Practical Aspects of Otolaryngologic Clinical Services During the 2019 Novel Coronavirus Epidemic: An Experience in Hong Kong

Author Affiliations
  • 1Department of Otorhinolaryngology, Head and Neck Surgery, the Chinese University of Hong Kong, Hong Kong Special Administrative Region
  • 2Division of Urology, Department of Surgery, the University of Hong Kong, Hong Kong Special Administrative Region
JAMA Otolaryngol Head Neck Surg. 2020;146(6):519-520. doi:10.1001/jamaoto.2020.0488

The 2019 novel coronavirus disease (COVID-19) with an epidemic centered in Wuhan, China, was declared a public health emergency on January 20, 2020, by the World Health Organization and a public health emergency by the US on January 31, 2020. A total of 28 130 cases in mainland China and 22 cases in the Hong Kong Special Administrative Region (HKSAR) have been confirmed as of February 6, 2020, with a reported epidemic doubling time of 6.4 days.1 The early reported mortality rate of 4.3%2 appears to be lower than that of severe acute respiratory syndrome (SARS) and Middle East respiratory syndrome, but this initial figure is believed likely to be an underestimation, as most of the confirmed patients are still inpatients, and their condition is not yet resolved.

The first fatality of a physician documented globally was that of an otolaryngology physician in Wuhan on January 25, 2020, whose situation was similar to that of an otolaryngologist who died of SARS in the HKSAR in 2003. Thus, it is imperative that otolaryngologists and physicians globally stay abreast of this outbreak and appreciate essential precautionary practices that are potentially crucial in protecting themselves and patients during this epidemic. In many regions globally, including China and the HKSAR, it is a very common practice for patients with upper respiratory tract infections to seek family practitioners and otolaryngologists as a primary care physician. Such a practice inadvertently poses inherent risks for physicians examining patients potentially carrying the virus. The route of transmission has yet to be firmly established. However, based on current evidence, it is speculated that respiratory droplets and possibly fecal-oral routes are culprits, similar to the SARS epidemic in 2003.3,4

The association of COVID-19 with clinical services to the public has been severely disruptive, as redistribution of manpower and resources are required to critically meet the current and anticipated hospital service needs during the outbreak. There has been a reduction in elective clinics and operations to mobilize manpower to acute specialties combatting the outbreak and maximize hospital beds numbers available in anticipation of the outbreak. There is also understandably fear from the public in visiting hospitals. Both factors have resulted in a more than 50% reduction in daily patient visits to our specialist clinic. Although essential emergency and oncologic surgeries are still proceeding as usual, contingency plans are in place to reluctantly reduce such services if the outbreak becomes critical and significant. This rapid change in clinic provisions and rescheduling of patients causes substantial inconvenience to patients and potentially poses a risk with delayed assessments but is a necessity given the gravity of the current situation.

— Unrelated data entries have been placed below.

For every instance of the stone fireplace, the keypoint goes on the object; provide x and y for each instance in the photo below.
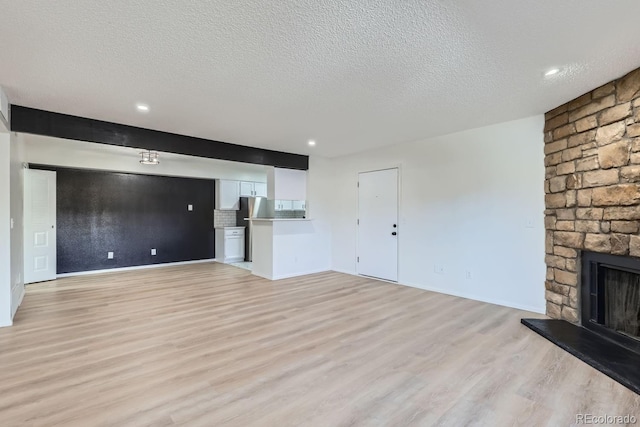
(592, 187)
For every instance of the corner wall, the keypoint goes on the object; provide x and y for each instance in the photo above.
(5, 229)
(17, 239)
(471, 201)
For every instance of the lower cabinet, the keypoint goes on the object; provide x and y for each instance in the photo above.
(230, 244)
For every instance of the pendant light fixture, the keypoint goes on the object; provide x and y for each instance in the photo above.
(149, 157)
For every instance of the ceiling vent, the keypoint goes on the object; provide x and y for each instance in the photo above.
(4, 107)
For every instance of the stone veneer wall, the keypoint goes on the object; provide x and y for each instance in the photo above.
(592, 185)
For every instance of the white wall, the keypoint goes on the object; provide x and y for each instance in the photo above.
(80, 154)
(465, 201)
(17, 239)
(5, 229)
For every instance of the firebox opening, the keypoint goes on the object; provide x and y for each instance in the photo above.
(622, 301)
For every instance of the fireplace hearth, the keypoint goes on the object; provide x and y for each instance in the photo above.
(610, 297)
(609, 335)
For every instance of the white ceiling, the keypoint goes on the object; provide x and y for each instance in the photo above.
(351, 74)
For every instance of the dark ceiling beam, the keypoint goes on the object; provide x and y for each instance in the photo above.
(47, 123)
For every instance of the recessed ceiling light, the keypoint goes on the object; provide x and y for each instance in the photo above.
(551, 72)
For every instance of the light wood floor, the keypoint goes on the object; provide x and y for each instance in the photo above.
(211, 345)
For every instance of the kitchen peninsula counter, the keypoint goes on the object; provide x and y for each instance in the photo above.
(283, 247)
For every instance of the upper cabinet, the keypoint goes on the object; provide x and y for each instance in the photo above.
(287, 184)
(260, 189)
(227, 194)
(253, 189)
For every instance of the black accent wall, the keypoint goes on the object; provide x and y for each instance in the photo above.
(48, 123)
(129, 214)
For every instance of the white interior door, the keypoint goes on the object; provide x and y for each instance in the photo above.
(378, 224)
(39, 225)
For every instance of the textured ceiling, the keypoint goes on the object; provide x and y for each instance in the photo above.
(351, 74)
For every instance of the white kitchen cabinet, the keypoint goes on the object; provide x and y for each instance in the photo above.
(260, 189)
(286, 184)
(227, 194)
(230, 244)
(253, 189)
(246, 189)
(283, 205)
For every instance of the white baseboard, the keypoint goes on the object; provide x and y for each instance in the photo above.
(306, 273)
(531, 308)
(288, 276)
(136, 267)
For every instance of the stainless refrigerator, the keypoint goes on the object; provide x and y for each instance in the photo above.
(250, 207)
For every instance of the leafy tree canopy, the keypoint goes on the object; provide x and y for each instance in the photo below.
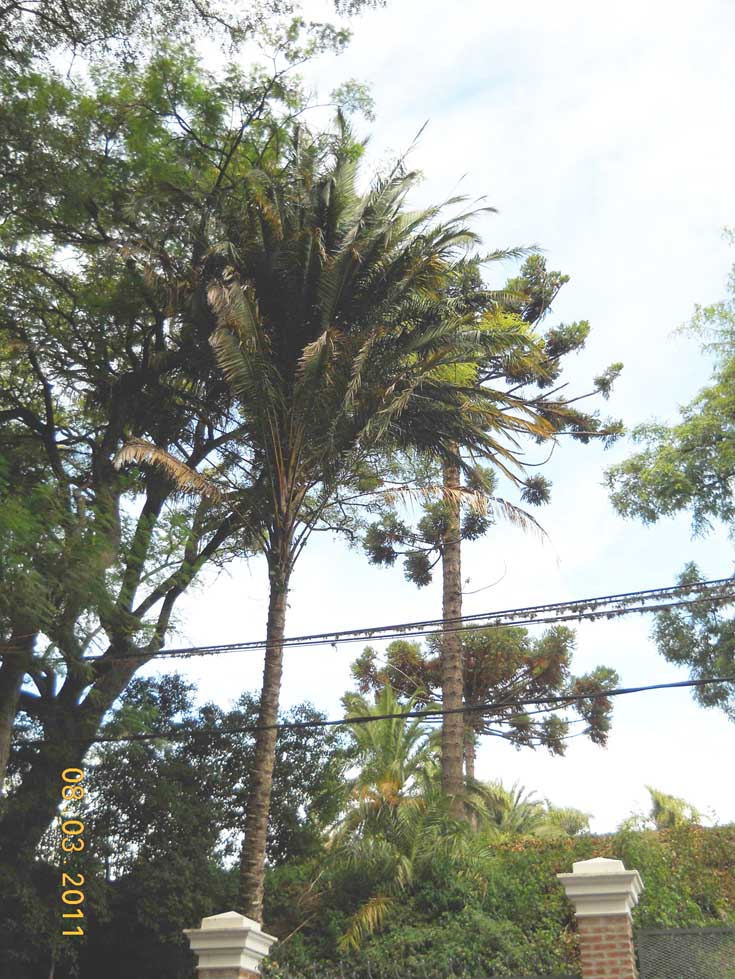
(689, 467)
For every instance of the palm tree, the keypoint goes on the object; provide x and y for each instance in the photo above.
(333, 331)
(399, 820)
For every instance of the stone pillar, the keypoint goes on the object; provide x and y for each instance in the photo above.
(229, 946)
(604, 893)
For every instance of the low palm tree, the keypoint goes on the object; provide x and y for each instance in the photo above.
(398, 821)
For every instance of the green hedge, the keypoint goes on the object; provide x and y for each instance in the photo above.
(512, 919)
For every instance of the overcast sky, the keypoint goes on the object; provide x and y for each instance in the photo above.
(605, 135)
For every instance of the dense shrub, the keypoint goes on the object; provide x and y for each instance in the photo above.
(511, 919)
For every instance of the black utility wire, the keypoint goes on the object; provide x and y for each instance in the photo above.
(720, 590)
(562, 700)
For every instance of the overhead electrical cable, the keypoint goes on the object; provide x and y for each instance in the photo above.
(719, 591)
(563, 700)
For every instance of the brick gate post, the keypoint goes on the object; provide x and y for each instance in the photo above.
(229, 946)
(604, 893)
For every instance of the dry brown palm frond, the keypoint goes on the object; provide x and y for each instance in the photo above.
(476, 500)
(186, 479)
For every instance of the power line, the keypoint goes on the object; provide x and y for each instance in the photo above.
(719, 590)
(531, 613)
(561, 699)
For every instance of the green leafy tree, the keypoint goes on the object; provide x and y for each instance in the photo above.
(690, 467)
(96, 348)
(503, 665)
(666, 812)
(163, 821)
(515, 811)
(96, 27)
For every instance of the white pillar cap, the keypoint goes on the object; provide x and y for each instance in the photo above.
(229, 941)
(602, 887)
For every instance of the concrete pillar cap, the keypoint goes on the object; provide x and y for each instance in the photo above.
(229, 941)
(602, 887)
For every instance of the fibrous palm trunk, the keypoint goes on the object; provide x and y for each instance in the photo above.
(12, 672)
(451, 659)
(252, 860)
(469, 754)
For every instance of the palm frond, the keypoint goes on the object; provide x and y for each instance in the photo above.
(186, 479)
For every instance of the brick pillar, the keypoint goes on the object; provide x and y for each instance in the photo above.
(604, 893)
(229, 946)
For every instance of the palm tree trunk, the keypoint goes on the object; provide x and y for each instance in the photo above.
(12, 672)
(469, 755)
(451, 658)
(252, 860)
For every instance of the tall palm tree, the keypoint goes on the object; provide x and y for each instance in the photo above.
(333, 330)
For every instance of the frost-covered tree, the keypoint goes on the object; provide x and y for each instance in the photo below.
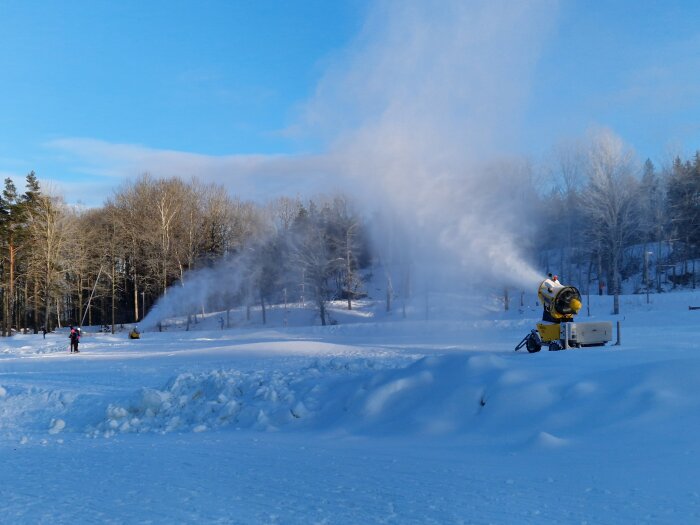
(610, 203)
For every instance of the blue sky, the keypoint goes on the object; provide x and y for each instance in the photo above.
(253, 94)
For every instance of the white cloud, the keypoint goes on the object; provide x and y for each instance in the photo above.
(257, 177)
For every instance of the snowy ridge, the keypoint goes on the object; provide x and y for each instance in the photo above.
(510, 398)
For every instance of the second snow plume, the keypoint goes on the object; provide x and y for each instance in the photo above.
(427, 101)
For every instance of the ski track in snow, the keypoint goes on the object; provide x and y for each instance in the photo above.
(425, 422)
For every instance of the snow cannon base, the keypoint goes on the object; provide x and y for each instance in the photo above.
(566, 335)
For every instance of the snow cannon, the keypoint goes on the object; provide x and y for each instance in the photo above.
(561, 303)
(557, 330)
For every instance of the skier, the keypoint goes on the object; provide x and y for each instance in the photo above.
(74, 339)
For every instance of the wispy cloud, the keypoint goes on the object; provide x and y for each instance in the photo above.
(256, 177)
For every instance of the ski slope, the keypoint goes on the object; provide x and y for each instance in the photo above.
(374, 420)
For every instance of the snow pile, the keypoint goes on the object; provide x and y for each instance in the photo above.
(261, 400)
(510, 398)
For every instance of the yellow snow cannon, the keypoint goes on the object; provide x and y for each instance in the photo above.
(557, 329)
(561, 303)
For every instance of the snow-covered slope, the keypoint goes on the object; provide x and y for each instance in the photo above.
(372, 420)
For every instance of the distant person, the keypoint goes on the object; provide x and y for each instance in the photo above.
(74, 339)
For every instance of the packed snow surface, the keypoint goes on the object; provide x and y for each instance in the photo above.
(377, 419)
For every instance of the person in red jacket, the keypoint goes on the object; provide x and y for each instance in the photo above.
(74, 339)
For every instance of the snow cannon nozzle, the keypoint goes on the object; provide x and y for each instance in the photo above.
(560, 302)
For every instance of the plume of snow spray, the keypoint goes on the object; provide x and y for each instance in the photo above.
(418, 114)
(430, 99)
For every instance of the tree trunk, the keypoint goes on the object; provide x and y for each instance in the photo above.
(136, 300)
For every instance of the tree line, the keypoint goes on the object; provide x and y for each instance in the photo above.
(608, 217)
(105, 266)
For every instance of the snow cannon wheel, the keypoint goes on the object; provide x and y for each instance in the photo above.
(555, 346)
(533, 342)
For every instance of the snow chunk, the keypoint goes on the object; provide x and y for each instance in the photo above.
(57, 425)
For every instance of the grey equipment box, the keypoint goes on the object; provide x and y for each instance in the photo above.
(586, 334)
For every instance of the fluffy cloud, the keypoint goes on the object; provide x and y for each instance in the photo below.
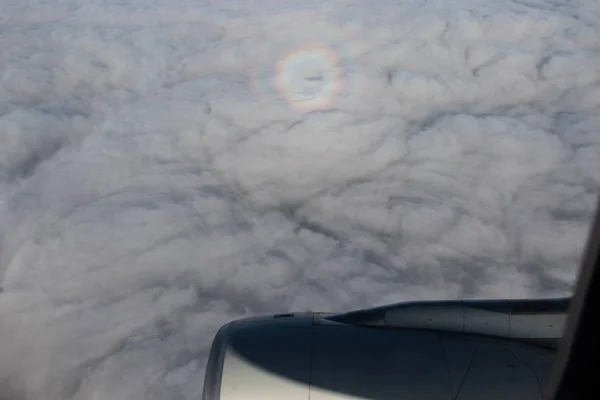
(166, 167)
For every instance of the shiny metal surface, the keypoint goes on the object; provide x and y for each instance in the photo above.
(304, 356)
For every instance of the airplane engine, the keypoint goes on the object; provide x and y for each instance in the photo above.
(375, 355)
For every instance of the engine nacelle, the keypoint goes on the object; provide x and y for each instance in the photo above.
(311, 356)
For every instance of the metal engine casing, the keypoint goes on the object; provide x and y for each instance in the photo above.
(305, 356)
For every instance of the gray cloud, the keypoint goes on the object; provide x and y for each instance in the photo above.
(166, 167)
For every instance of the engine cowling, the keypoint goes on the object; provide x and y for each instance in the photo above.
(306, 356)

An area of particular concern in our field is aerosol-generating procedures that would include open systems for tracheostomies and possibly the performance of flexible laryngoscopy. With the current COVID-19 outbreak in our region and the previous experiences from SARS, all outpatient clinic patients are seen with otolaryngology physicians mandatorily wearing at a minimum an N95 respirator, gown, cap, eye protection, and gloves.5 This personal protective equipment (PPE) setting is inevitably cumbersome and uncomfortable. However, with substantial presymptomatic carriers of the virus having a mean incubation period of 5.2 days (with 95% of the distribution at 12.5 days),6 such PPE precautionary practices are an absolute necessity.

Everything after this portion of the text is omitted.